Recently I read C.S. Lewis' The Great Divorce for the first time.
I was semi impressed while reading it. But since I finished it I keep on thinking about it. Throughout my day periodically snatches of the book come back to me. Sometimes I'll meet people who remind me of his characters.
The way Lewis presents hell fascinates me. I'm attracted to the concept that the people who are in hell could cross over to heaven, but they don't want to be there. They resist God's ways; His love, forgiveness and uncompromising stance that He must come first.
All my life I've lived in the north American Christian church. I was raised, and mostly resided, in a group called southern Baptists. While I appreciate the wealth that this Christian sect has afforded me, I'm not really comfortable with the common church stance regarding hell. This idea that the cross was a cosmic event where God poured out His love for all mankind, and He loves and wants all mankind to come to him up until the moment they die - and then it's too late. If they were raised in a Muslim or some other anti-Christian country and did not repent and to come to Jesus, then they'll be tortured in hell for all eternity.

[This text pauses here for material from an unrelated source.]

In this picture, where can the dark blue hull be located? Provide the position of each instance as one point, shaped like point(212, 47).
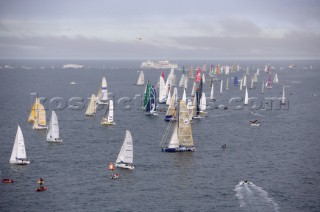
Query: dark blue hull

This view that would say for an example that if Anne Frank, the young Jewish girl during WWII who wrote her famous diary while hiding from Nazis, died without coming to Christ; she'd end up in the same hell as Hitler. Somehow, this doesn't jive with what I read in the Bible.
Lewis' idea of an opportunity after death to still come to God interests me.
A Christmas Message
1 hour ago
2 comments:
I have not read the book. I can imagine people wanting to resist God. Yet, I know scripture teaches us that Gods will, will eventually overcome,change the hearts of all to be able and willing to receive His love.
I think you'd like the book, I have it on CD audio book if you'd like to borrow it. A Christian brother and I at work trade audio books with each other because we both like to use our commute time to enrich our minds.